Quest’anno, è qui che vuole arrivare l’analisi, l’Udinese è riuscita nell’ardua impresa di dissipare il tesoretto di punti della seria A attuale. Le ultime tre squadre, per vicissitudini varie, non sono all’altezza della massima serie e lo hanno dimostrato per tutto l’anno in corso. Rose con poca qualità o dissesti finanziari preannunciati hanno reso fin troppo facile ottenere 18 punti contro le squadre che, di fatto, sono già con un piede (e mezzo) in serie B. La squadra allenata da Stramaccioni ha totalizzato cinque punti in cinque partite contro Cesena, Cagliari e Parma. Ed a poco varrà l’ultima sfida in terra sarda; anche un’eventuale vittoria porterebbe comunque a dissipare almeno 10 punti da quel tesoretto a disposizione.
Perché l’Udinese ha buttato via i punti che le avrebbero permesso di avere tutt’altra classifica? Sicuramente incide la mancanza di gioco propositivo. Se Stramaccioni ha dimostrato di essere tatticamente preparato nelle partite contro Juventus, Roma e Fiorentina, ha altresì mostrato mancanza di idee quando deve fare la partita contro squadre chiuse. Eppure la rosa degli attaccanti quest’anno era più equilibrata rispetto agli anni scorsi: dal piccolo e spietato Di Natale alla torre Gejio, passando per il jolly offensivo Thereau. Incide anche, da ormai due anni, una politica della comunicazione in versione commerciale spinta e maglie della disciplina interna che si vanno sempre più allargando, per arrivare al ritiro nell’Hotel del centro città (punitivo?).
Di conseguenza, le motivazioni del gruppo calano.
Il calcio è uno sport molto semplice: divide il mondo fra chi vince e chi perde. Come nella politica, chi perde si arrampica sugli specchi per giustificare la propria inefficienza o (più semplicemente) scelte errate. E’ stato sbagliato l’allenatore, ormai è lampante. Ma errori sono stati fatti anche a livello societario. Più che una classe dirigente inadeguata, ci sono state scelte strategiche che sono andate oltre quella business idea che pareva funzionare: uno zoccolo duro di italiani ed intorno giovani di belle speranze esaltati da allenatori che insegnavano a giocare a calcio. Marino aveva il suo gruppo che tirava la carretta ed anche Guidolin ne elogiava l'importanza nello spogliatoio. Addirittura, il tecnico di Castelfranco Veneto obbligava gli stranieri ad imparare velocemente la lingua italiana. Boban, uno che di calcio ne capisce, ha dichiarato tempo fa che qua Italia gli insegnarono cosa significava essere professionista, e furono proprio gli italiani ad educarlo al calcio vincente. Anche Stramaccioni se ne è accorto: nelle ultime partite la squadra non può prescindere dai senatori (italiani). Solo che i senatori non hanno un ricambio generazionale e gli anni frenano le gambe sempre più. Angella è stata spedito malamente a Londra, Faraoni è artefice di un momento d’oro del Perugia, altri sono stati abbandonati per strada (vedi Lodi).

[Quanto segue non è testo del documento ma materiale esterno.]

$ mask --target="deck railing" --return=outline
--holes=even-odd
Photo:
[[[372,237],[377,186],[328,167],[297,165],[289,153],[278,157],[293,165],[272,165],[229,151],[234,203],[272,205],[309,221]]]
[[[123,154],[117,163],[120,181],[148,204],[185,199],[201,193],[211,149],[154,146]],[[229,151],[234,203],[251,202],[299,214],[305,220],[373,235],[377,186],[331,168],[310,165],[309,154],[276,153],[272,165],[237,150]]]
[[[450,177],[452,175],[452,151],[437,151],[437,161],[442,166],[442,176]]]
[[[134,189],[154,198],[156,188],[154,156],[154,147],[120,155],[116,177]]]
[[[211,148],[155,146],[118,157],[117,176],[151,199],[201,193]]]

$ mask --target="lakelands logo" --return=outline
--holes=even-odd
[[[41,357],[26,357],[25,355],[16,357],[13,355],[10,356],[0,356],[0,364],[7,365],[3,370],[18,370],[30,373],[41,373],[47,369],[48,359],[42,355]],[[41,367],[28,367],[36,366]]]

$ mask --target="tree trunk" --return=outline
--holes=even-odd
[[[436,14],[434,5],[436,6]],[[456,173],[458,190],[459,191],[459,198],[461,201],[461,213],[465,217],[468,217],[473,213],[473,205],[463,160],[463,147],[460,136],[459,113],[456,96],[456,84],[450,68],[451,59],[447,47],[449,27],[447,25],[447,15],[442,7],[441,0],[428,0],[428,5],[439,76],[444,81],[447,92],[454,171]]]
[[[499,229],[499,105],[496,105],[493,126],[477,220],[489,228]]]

La stagione sta finendo come un disco rotto, la puntina graffia e il suono stride. Il prossima anno l’Udinese ritroverà la sua identità provinciale italiana? O punterà ancora su scommesse? Perché il terzo anno consecutivo di risultati mediocri porterebbero ad una emorragia di tifosi rendendo inutile l'investimento nello stadio nuovo, senza considerare i risultati economici che nell’ultimo anno sono stati negativi, e non per colpa delle comproprietà come si vuole far credere, ma per un vistoso calo delle plusvalenze da cessione. Al Paron Pozzo l’arduo compito di rispondere sul campo, pardon… nella stanza dei bottoni.